Michael Young, affectueusement surnommé P'tit Chiot par sa compagne et ses amis, est heu-reux : il a enfin fini sa thèse d'Histoire, portant sur les années de jeunesse d'Hitler et son arrivée au pouvoir. Sa rencontre avec le professeur Leo Zuckermann va changer sa vie. En effet, cet estimable vieux monsieur, physicien remarquable qui a imaginé et construit une machine qui montre le passé, est obsédé par Auschwitz.
Peu à peu, P'tit Chiot imagine un moyen de le réconcilier avec son passé, et avec ce père qu'il ne peut oublier : changer le passé. Empêcher la naissance d'Adolf Hitler.
Et le pire, c'est qu'ils vont y arriver... mais pour se retrouver dans un Brave New World...
Divertissant. Intelligent. Bien construit. Ce roman est incontestablement tout cela. Avec cette touche so british que les amateurs de Wodehouse et autres humoristes anglais reconnaîtront avec bonheur, l'action démarre lentement. Toute la première partie du roman se déroule de façon très crédible dans un College de Cambridge, avec le plan de carrière d'un thésard, le professeur excentrique à l'appartement superbe, le concierge, etc... Il n'empêche que le fin mot de l'intrigue est habilement donné dès ce tout début, dans l'une de ces constructions paradoxales qui font les délices des amateurs de voyages temporels. A ce propos, et si je devais émettre un bémol, je ne peux m'empêcher de me demander les raisons des réactions différentes de Leo et Michael à leur voyage.

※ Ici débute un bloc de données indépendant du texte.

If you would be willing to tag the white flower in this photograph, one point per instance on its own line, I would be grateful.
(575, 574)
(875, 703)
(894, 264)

En effet, ce roman est à mon sens moins une uchronie qu'un voyage dans le temps, et on pourra penser d'une part à Autant en emporte le temps, de Peter Ward, et d'autre part au plus récent Ordre noir, de Johan Heliot.
Les personnages sont à la fois caricaturaux (Ronnie, Double Eddie, Jo-Beth et le colonel Young sont des modèles du genre, comme d'ailleurs le professeur Fraser-Stuart !) et touchants quand même. Ce que j'ai trouvé particulièrement attrayant, c'est la façon dont un pessimisme foncier se dissimule derrière l'humour et l'aspect comédie romantique gay. L'inéluctabilité de l'Histoire, vue comme un Jaggernaut sur rail, qu'il est impossible de dévier, fait frémir.
Il y a donc plusieurs niveaux de lecture pour ce roman plaisant après une première partie un peu lente. La postface d'Axel Orgeret-Dechaume est particulièrement intéressante et utile pour le lecteur français en ce qu'elle situe l'auteur.